The idea of a superhero is neatly ingrained in all our brains. Having become a part of the cultural landscape over nearly 100 years of permutations, the visual we have with a superhero is usually svelte, strong and undeniably handsome. It’s not exactly where Black excels.
The 21st-century boom period that’s seen comic book adaptations defined by their stars getting ridiculously jacked to squeeze into their skin-tight costumes stands in the opposite corner from Black’s charismatic, exuberant, and free-wheeling style. Black’s power on screen isn’t derived from his body in the strictest sense; it is born out of his willingness to command the screen. However, it almost came to fruition.
In fact, it might have been better if it did, considering the film in question ended up going down in infamy as a box office bust. It was so significant in its lack of merits that the person who did end up starring would proceed to spend the next decade tearing it to shreds any time the opportunity presented itself.
Green Lantern had been in development in one form or another since 1997, a time when Kevin Smith was approached to gauge his interest in penning the screenplay. He knocked back the offer, having just finished scripting Tim Burton’s doomed Superman Lives, placing it firmly on the Warner Bros back burner.

In 2004, Robert Smigel had refitted the standard superheroic origin story into a more overtly comedic vehicle, with Black lined up to star. Comic book fans have never been ones to keep their opinions to themselves when it comes to casting, even in the early days of the internet, leading to a furious uproar over the prospect of the intergalactic traveller being turned into a joke.

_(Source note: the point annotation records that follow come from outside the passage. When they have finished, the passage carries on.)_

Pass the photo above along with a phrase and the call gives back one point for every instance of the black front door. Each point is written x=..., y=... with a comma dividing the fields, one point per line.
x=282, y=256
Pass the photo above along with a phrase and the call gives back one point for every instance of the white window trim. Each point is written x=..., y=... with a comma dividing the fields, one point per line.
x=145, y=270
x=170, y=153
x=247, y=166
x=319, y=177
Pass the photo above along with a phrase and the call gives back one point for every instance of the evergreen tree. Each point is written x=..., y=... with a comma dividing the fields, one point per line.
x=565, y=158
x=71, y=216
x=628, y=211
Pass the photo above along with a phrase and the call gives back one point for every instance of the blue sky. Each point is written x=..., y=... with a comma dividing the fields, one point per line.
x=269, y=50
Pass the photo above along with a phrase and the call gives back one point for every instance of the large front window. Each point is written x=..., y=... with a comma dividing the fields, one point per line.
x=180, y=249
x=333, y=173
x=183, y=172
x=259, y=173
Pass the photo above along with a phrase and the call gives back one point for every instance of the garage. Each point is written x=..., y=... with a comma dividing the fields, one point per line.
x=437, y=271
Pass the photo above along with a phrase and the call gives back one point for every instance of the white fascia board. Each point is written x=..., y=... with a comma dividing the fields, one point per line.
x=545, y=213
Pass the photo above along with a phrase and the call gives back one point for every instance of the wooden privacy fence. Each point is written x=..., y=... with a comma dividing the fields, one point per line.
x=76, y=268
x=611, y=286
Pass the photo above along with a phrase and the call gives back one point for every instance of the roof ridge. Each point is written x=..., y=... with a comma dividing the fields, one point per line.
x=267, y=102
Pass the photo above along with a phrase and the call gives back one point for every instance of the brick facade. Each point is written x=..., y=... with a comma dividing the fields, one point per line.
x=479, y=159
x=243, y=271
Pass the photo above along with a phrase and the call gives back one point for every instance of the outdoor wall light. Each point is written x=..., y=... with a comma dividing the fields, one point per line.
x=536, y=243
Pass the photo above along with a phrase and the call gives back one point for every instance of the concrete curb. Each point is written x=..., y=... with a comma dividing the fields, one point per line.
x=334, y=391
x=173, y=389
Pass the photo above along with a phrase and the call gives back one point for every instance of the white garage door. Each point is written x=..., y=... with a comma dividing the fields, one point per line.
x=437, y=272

Based on such vocal opposition, Black’s Green Lantern was ultimately shelved, leaving the star disappointed that he was unable to play the part. “I really liked the script that a friend of mine wrote,” he told MTV. “But nobody wanted to make it; it was too weird.”
Harnessing the powers of the character’s Power Ring, it’s easy to see why readers weren’t sold when such unlimited cosmic powers were going to be used to create condoms made entirely of space energy. “I was going to be making all kinds of stuff,” he continued. “I was going to be capturing bad guys with green, giant prophylactics, some funny stuff.”
Black resigned himself to the fact that “it would have been a comedy, maybe they didn’t want to go that way with the character,” only for Ryan Reynolds to end up headlining Martin Campbell’s 2011 iteration of Green Lantern and regretting his decision to do so immeasurably.
One of the least interesting entries to a genre that’s delivered its fair share of mediocrity over the years, Reynolds’ ill-fated stint as Hal Jordan made a mockery of the star reportedly signing a three-picture contract. It went down in a ball of box office flames before being swept under the rug and ignored in favour of yet another rebooted universe of DC Comics favourites.
Speaking of watching the movie he branded a “disaster” for years in 2023, Reynolds said: “There was just too many people spending too much money and when there was a problem rather than say, ‘OK, let’s stop spending on special effects and let’s think about character’. That just never… the thinking was never there to do that,” he said, adding. “And to their credit, it’s a very old school way of looking at things. It’s just ‘Let’s just keep spending our way through this.’ And that was… it didn’t work.
Upon seeing the movie, he said: “The words were ‘holy s***’ and ‘no, no!’ It was crazy. It was an odd feeling. It was not a feeling I wanted to repeat. So I really spent the following years just owning as much as I could, it was the only way to kind of process it.”